A flat, surfaced track runs along the entire length of the Forest Way providing easy access for disabled users and an ideal place for children to learn to cycle away from traffic. There are toilet facilities at Forest Row. The western end of the Forest Way links up, at East Grinstead, with the Worth Way which extends as far as Three Bridges.

There are a number of circular trails leading from the Forest Way. These vary in length and difficulty. East Sussex County Council provides leaflets giving information on "Forest Way Country Park and circular walks" and "Forest Row walk".

Along the route trees have regenerated naturally on the embankments and cuttings providing an excellent habitat for swallows, badgers, deer and foxes, in the fields and woodlands.

Forest Way provides access to Weir Wood Reservoir with its bird life and sailing and to Standen country house designed by Philip Webb which contains examples of William Morris designs.

== History ==

In 1866, a railway line, the Three Bridges to Tunbridge Wells Central Line, opened from East Grinstead through to Tunbridge Wells - an extension of the line from Three Bridges.
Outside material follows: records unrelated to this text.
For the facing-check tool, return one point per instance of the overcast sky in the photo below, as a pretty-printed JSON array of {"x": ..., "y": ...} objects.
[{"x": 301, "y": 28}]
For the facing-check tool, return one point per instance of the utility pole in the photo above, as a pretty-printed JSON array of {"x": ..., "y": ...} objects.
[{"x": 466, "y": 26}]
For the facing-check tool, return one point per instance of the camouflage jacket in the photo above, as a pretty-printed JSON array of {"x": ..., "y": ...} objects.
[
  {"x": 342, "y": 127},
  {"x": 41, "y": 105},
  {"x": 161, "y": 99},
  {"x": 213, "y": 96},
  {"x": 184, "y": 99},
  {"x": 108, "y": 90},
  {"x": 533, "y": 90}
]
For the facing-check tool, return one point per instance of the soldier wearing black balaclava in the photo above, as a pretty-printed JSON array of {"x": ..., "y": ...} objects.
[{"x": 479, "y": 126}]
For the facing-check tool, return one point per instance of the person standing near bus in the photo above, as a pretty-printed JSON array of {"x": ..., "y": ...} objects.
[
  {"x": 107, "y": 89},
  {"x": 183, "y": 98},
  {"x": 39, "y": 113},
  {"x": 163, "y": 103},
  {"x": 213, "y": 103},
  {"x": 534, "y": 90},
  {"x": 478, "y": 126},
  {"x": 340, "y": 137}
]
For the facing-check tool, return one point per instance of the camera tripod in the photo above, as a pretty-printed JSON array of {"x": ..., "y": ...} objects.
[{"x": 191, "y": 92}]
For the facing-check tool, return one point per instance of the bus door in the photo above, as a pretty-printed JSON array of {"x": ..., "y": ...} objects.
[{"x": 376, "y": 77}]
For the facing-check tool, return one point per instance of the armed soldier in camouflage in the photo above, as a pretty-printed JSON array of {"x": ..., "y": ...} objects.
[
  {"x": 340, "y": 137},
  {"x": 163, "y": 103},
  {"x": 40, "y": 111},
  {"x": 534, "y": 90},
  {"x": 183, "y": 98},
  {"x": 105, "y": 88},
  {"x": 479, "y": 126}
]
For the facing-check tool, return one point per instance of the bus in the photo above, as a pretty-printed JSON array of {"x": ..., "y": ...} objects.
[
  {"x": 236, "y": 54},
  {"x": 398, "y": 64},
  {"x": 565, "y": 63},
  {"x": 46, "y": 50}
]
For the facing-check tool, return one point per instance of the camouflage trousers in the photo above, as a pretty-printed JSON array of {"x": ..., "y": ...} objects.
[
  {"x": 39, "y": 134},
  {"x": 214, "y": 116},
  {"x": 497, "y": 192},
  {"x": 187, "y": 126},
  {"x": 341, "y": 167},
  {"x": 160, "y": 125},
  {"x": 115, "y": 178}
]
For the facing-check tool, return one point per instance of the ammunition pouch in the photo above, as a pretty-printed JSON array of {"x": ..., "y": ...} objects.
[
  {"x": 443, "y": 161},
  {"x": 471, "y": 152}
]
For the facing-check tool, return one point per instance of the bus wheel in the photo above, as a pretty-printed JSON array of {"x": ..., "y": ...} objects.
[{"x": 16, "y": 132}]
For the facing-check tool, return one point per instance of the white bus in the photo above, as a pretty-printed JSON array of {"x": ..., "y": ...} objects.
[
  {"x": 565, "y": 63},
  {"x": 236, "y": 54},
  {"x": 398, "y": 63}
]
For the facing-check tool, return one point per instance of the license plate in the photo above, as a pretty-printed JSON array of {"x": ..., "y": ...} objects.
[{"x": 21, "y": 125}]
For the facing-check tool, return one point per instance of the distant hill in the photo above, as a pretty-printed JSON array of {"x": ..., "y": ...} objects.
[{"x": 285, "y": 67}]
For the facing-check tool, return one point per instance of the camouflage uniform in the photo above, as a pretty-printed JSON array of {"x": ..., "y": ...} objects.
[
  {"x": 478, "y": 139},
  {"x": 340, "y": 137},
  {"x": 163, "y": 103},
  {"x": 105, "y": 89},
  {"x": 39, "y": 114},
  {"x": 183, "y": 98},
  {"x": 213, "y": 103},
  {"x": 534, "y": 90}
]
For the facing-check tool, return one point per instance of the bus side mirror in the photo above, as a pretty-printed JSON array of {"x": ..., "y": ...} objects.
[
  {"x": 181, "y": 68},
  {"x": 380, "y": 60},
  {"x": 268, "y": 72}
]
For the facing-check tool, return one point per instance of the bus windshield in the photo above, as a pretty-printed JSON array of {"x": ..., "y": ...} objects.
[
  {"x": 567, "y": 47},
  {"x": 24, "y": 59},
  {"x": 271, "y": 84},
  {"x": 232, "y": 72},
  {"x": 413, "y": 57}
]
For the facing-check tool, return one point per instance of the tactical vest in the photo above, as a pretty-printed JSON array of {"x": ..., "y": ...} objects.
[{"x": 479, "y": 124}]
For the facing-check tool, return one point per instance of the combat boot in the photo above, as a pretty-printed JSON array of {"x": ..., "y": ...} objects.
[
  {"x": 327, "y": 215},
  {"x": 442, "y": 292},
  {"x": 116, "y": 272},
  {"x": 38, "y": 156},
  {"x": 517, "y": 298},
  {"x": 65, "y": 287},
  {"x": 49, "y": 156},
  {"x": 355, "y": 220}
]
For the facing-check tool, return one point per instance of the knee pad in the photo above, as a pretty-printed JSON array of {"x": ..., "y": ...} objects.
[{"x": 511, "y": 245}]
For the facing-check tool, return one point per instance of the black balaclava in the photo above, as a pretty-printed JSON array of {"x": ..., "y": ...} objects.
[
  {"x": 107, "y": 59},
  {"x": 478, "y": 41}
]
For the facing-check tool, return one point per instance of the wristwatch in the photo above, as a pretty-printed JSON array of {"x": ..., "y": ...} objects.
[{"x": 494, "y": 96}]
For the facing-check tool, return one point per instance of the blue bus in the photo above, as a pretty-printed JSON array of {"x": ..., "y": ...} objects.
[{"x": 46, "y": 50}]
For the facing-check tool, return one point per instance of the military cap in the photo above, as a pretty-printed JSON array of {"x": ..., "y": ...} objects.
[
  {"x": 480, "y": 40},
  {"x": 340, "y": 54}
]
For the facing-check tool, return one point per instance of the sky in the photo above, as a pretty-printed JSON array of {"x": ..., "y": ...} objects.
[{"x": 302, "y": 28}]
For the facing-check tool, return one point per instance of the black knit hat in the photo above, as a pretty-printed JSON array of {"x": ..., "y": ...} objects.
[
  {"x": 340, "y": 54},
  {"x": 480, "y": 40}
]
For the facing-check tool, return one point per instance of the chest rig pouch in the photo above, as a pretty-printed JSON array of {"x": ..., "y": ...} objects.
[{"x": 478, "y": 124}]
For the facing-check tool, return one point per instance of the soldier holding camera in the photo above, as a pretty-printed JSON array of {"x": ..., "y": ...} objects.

In 1967 it was closed under the Beeching axe. Ironically, Dr. Richard Beeching lived at East Grinstead (adjacent to the line) and regularly travelled up to London on the line when he was Chairman of British Rail. The disused railway line was bought by East Sussex County Council in 1971 and designated as a Country Park in 1974.

Major improvements to the track surface in 2002 led to its inclusion in the Sustrans National Cycle Network. To the west of East Grinstead, the cycle route continues as the Worth Way along the disused section of line to Three Bridges. In addition, there are as yet unrealised plans to link the Forest Way from Groombridge with the Cuckoo Trail, another trail following the route of a disused railway line, which runs from Heathfield to Hampden Park near Eastbourne.